But even with his prejudices hanging out in the open, Fleming provides a useful step-by-step overview of what happened with the bank. The law did not specify that the bank was allowed to open branches, but several of those involved in passing the law clearly saw it as part of the mission. They travelled around the South together with officials of the Freedman's Bureau (which was not legally connected to the bank) talking to those who had run military savings banks, many of which became the basis for branches, as well as those in prominent black communities.  Those who deposited money in the bank had often been led to believe that the federal government stood behind the bank. Bank officials wore US uniforms. Depositors were given a passbook, which had pictures of Lincoln, Grant, the US flag on the cover. The version of the passbook used in New York City had printed on the cover: “The Government of the United States has made this bank perfectly safe.” In Fleming's words: 
The negroes were given to understand that the bank was absolutely safe, being under the guarantee of Congress, and having the funds invested in United States securities, which were safe as long as the government should last, and that it was a benevolent scheme solely for the benefit of the blacks. The profits, they were told, would be returned to the depositors as interest, or would be expended for negro education.

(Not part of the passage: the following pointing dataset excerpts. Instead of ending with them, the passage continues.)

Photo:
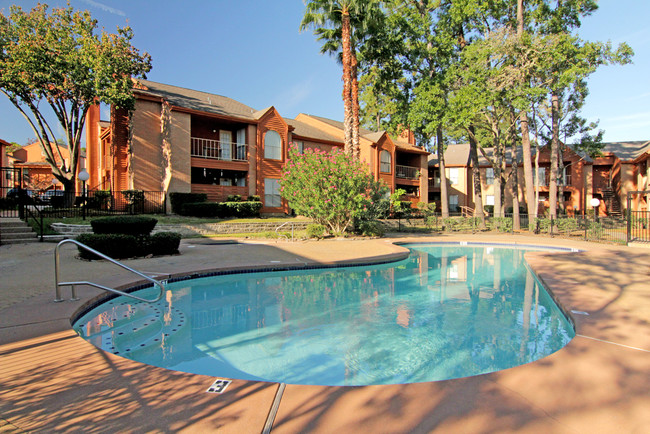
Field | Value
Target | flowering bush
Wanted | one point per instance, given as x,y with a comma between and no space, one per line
330,188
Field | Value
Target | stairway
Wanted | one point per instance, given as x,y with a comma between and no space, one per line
15,231
612,202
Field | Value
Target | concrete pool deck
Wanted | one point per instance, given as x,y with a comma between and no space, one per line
53,381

Many of the early discussions of the banks at the time were quite positive. The bank branches offered a safe haven for funds, and education on savings and accumulation of interest. As Fleming writes: 
In the branch banks and at Washington, after 1868, an efficient body of negro business men was being trained. There was a sentiment that, since the bank was for the benefit of the negroes, the latter should be its officers as much as possible, and about one-half the employees were colored. At nearly all of the branches, especially after 1870, when some of the branch banks were allowed to do a regular banking business, there was an advisory board, or board of directors, of responsible colored property holders. These men were very proud of the Freedmen's Bank and of their position in connection with it. They took a deep interest in all that pertained to the institution, advised in regard to loans and investments, and promoted in every way the habit of saving on the part of their people.

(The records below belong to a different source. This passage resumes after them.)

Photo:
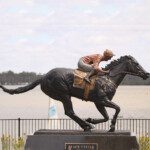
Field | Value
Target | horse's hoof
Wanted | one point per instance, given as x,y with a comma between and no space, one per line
89,120
112,128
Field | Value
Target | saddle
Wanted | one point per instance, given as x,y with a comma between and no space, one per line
79,82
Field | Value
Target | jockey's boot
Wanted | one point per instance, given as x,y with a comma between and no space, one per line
88,76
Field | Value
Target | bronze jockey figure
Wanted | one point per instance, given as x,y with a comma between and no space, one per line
90,63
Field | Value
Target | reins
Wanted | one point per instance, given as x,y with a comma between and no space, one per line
124,72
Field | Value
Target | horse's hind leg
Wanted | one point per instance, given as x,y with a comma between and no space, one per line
103,111
66,100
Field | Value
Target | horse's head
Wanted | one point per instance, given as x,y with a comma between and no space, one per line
136,68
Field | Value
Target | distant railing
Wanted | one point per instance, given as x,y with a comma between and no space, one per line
18,127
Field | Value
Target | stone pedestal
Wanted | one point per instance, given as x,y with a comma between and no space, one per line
80,140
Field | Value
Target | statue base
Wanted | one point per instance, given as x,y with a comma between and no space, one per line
80,140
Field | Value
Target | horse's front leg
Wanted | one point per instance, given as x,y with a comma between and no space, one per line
107,103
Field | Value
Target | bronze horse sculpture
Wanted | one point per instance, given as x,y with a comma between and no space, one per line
58,84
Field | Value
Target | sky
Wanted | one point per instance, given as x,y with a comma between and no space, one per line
39,35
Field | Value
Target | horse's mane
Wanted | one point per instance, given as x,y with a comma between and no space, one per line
116,62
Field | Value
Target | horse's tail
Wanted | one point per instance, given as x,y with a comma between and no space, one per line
22,89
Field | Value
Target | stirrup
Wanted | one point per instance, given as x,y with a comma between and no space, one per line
87,80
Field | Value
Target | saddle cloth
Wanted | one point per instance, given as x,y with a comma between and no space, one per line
79,82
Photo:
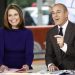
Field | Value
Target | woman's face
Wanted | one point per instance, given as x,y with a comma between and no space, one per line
13,18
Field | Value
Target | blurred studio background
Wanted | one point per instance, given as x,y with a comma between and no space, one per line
37,17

But the inner workings of the bank went badly. Some of it was incompetence, a lot of it was corruption, but the underlying issue was that far too many people viewed the money in the bank as a large pot of honey, just waiting for them to scoop up what they could. Fleming describes a range of problems. Expenses were high, including $260,000 for building a pricey new headquarters building in Washington, DC. State governments often disliked the bank because the deposits were flowing to US securities, and out of their influence. Many of the employees were deeply inexperienced,  and the financial accounts were a mess. There was one inspector who was supposed to cover all the branches. 

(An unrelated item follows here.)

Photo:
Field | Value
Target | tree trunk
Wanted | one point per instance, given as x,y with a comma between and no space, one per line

Although the branches of the banks were not supposed to make loans before 1870, when a prominent community leader wanted to draw out more money than was in his account, the cashiers often found it hard to say "no"--and hard to get the money back later. Then the banks were allowed to make loans under supposedly strict conditions, but many of of them. After 1870, Fleming writes:   
As soon as the authority was given to the cashiers to make loans, they were besieged by a dangerous class of borrowers, who would have received scant consideration at the ordinary bank. Often the law of 1870, requiring that loans be made only on property worth double the loan, was violated and the cashiers proceeded to make investments on their own responsibility. Some of them loaned funds on the worthless script issued by the carpet-bag State and local governments; others loaned on cotton; some even made loans on perishable crops. The Jacksonville branch put money on everything that offered, from saw-mills out in the woods to shadowy claims on property. ... Most of the incompetent officials, it seems, were blacks; most of the corrupt ones were white. There was a belief, often expressed after the failure of the bank, that when a white cashier had stolen funds and involved the accounts of a branch, a negro official would be put in his place to serve as a scapegoat. The white clergymen who were cashiers proved to be quite unable to withstand the temptations offered by the presence of the cash in the vaults. One of the trustees (Purvis) afterwards said: “The cashiers at most of the branches were a set of scoundrels and thieves—and made no bones about it—but they were all pious men, and some of them were ministers."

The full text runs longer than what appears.